Immobiles, aveuglés par l’amplitude de la soudaine lumière, nous luttions contre le vertige que ce tableau nous procurait. Pas un bruit autre que le bruissement des arbres se refermant derrière nous, le doux souffle d’une brise rase-motte s’infiltrant entre les brins d’herbe ondulant devant nous, et au loin, très loin, peut-être le murmure d’une eau cherchant son chemin. La fraîcheur de l’air, chargé de la subtile senteur de mille herbes aromatiques, ne faisait qu’ajouter à l’ivresse.

Nous avions ressenti la même stupeur, le même émerveillement suivi du même élan quand, pour la première fois, nous étions sortis du couvert du bois. Car une fois nos esprits retrouvés, nous ne pouvions que nous élancer et courir le long de l’ancien canal, que nous avions baptisé « le béal », ancien mot de patois que nous avions appris dans une autre vie. Pour un peu, nous nous serions roulés dans l’herbe et nous aurions fait des galipettes, comme si cette montée au cœur des arbres nous avait conduits tout droit à l’enfance… L’insouciance ne durerait pas.

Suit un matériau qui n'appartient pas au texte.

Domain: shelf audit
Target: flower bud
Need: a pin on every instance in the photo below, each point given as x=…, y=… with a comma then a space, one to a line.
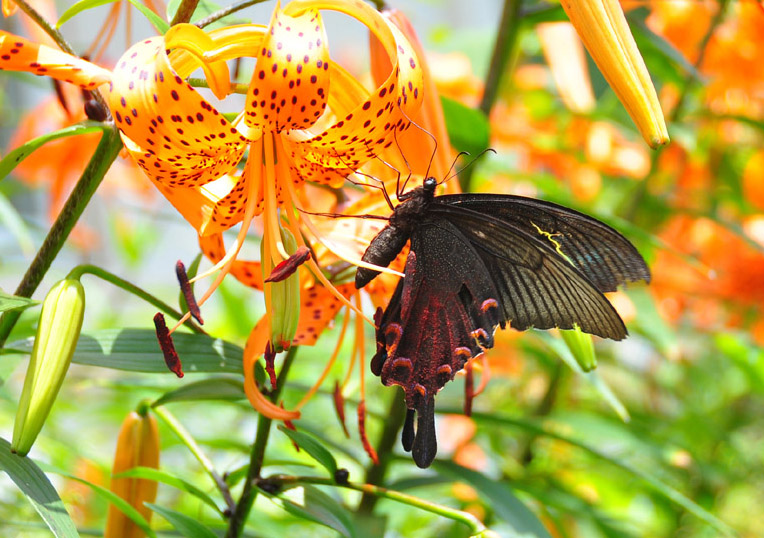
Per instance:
x=602, y=27
x=282, y=297
x=57, y=334
x=581, y=346
x=137, y=446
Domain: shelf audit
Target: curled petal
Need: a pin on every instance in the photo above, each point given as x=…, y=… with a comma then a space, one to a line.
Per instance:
x=248, y=273
x=173, y=133
x=368, y=127
x=19, y=54
x=290, y=84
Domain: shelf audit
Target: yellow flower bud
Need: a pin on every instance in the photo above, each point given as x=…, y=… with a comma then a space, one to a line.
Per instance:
x=57, y=335
x=137, y=446
x=602, y=27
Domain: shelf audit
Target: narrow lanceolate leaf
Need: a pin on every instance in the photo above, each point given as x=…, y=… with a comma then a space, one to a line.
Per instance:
x=602, y=27
x=564, y=352
x=38, y=489
x=19, y=54
x=221, y=388
x=137, y=350
x=84, y=5
x=503, y=500
x=317, y=506
x=313, y=447
x=186, y=525
x=11, y=302
x=156, y=475
x=13, y=158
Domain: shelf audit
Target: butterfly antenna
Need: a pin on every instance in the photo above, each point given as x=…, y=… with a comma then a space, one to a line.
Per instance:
x=448, y=174
x=469, y=163
x=381, y=185
x=341, y=215
x=432, y=136
x=398, y=187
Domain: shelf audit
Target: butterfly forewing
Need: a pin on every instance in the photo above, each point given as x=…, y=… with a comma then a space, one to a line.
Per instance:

La mer était loin, mais parfois le vent d’ouest charriait son humeur saline jusqu’ici et en saupoudrait les champs, épiçant les jeunes pousses au passage. Nous nous régalions de salades composées de toutes sortes d’herbes et de baies glanées dans cette prairie, nous rafraichissant à la source que nous avions découverte au bout du « béal », et qui autrefois l’alimentait, acheminant ainsi l’eau courante au village. Du haut de la tour, on pouvait pourtant le voir, cet océan souvent démonté, qui brillait de mille reflets les soirs de pleine lune.

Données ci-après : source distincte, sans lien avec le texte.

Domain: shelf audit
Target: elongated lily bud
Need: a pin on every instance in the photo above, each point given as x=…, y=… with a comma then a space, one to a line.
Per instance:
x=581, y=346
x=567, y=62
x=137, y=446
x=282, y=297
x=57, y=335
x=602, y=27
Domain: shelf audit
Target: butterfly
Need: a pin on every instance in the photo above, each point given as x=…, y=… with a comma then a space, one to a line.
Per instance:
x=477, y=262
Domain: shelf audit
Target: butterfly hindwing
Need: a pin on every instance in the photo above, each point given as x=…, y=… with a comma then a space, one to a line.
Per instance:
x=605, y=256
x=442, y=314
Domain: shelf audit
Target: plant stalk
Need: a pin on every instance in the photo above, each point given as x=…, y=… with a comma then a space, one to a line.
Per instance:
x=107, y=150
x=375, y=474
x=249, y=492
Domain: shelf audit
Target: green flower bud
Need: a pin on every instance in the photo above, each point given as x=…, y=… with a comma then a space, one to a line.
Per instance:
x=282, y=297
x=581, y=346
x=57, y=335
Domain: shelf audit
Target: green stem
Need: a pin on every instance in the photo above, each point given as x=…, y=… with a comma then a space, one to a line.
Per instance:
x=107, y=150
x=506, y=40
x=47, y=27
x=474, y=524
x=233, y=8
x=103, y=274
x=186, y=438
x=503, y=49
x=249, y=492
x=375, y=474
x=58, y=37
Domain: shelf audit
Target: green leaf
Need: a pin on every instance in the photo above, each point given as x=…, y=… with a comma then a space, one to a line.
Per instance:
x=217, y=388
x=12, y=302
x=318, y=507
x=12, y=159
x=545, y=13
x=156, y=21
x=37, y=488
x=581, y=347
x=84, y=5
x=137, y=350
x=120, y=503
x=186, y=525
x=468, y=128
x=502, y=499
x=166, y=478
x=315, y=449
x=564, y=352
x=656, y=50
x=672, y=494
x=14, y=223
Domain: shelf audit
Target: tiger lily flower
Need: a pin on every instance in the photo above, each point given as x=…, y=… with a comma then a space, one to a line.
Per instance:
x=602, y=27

C’était un lieu magique, secret, à l’abri de la modernité et de l’agitation, incongru par son architecture inhabituelle dans ces contrées. Que faisaient ces constructions quasi provençales dans cette région pratiquement inhabitée du Pacifique Nord-Ouest ? Il nous avait fallu de nombreuses conversations avec les quelques populations de pêcheurs et de bûcherons autochtones éparpillées entre la côte et la chaîne montagneuse, précédées d’attentives et diplomatiques approches, pour reconstituer l’historique de cet étrange village. 

Nous avions ainsi appris qu’un groupe d’Espagnols, originaires de Fisterra, en Galicie, l’avaient construit, à la fin du XIXe siècle, attirés par la ruée vers l’or. Ils étaient parvenus tant bien que mal en Californie, et avaient entrepris le long voyage de San Francisco à Skagway, après avoir travaillé avec acharnement pendant près d’un an sur des bateaux de pêche pour économiser de quoi se construire un rafiot qui leur permettrait d’atteindre l’Eldorado. Embarcation qui n’avait malheureusement pas résisté à l’une des fameuses tempêtes de cet océan si mal nommé, et avait coulé sur la côte accidentée de Desolation Sound. Ceux qui avaient survécu, sauvés par les membres d’une Nation Salish — les Tla’amin, dont le village de maisons longues se tenait non loin du lieu du naufrage — avaient fini par y construire un petit hôtel-restaurant, où désormais certains navires s’arrêtaient à l’aller et au retour, leur donnant des nouvelles du Klondike, des revers de fortune des uns, de la folie des autres et des ravages de la fièvre de l’or pour tous. Le temps qu’ils se remettent sur pied et qu’ils reconstruisent un bateau, la ruée ne s’était pas seulement calmée, elle avait complètement disparu. Beaucoup de morts, beaucoup de ruinés, peu d’élus. L’envie d’affronter les rigueurs de l’hiver, la violence des hommes et les hasards de la fortune avait quitté les Espagnols de Fisterra. Leur commerce marchait bien et ils se mirent en tête de recréer leur village de Galicie, situé au cap Finisterre — le cap du bout du monde, point final du chemin de Compostelle, où les pèlerins pour fêter leur renaissance brûlaient leurs vêtements au coucher du soleil. Ils étaient ici aussi à l’extrême pointe du continent.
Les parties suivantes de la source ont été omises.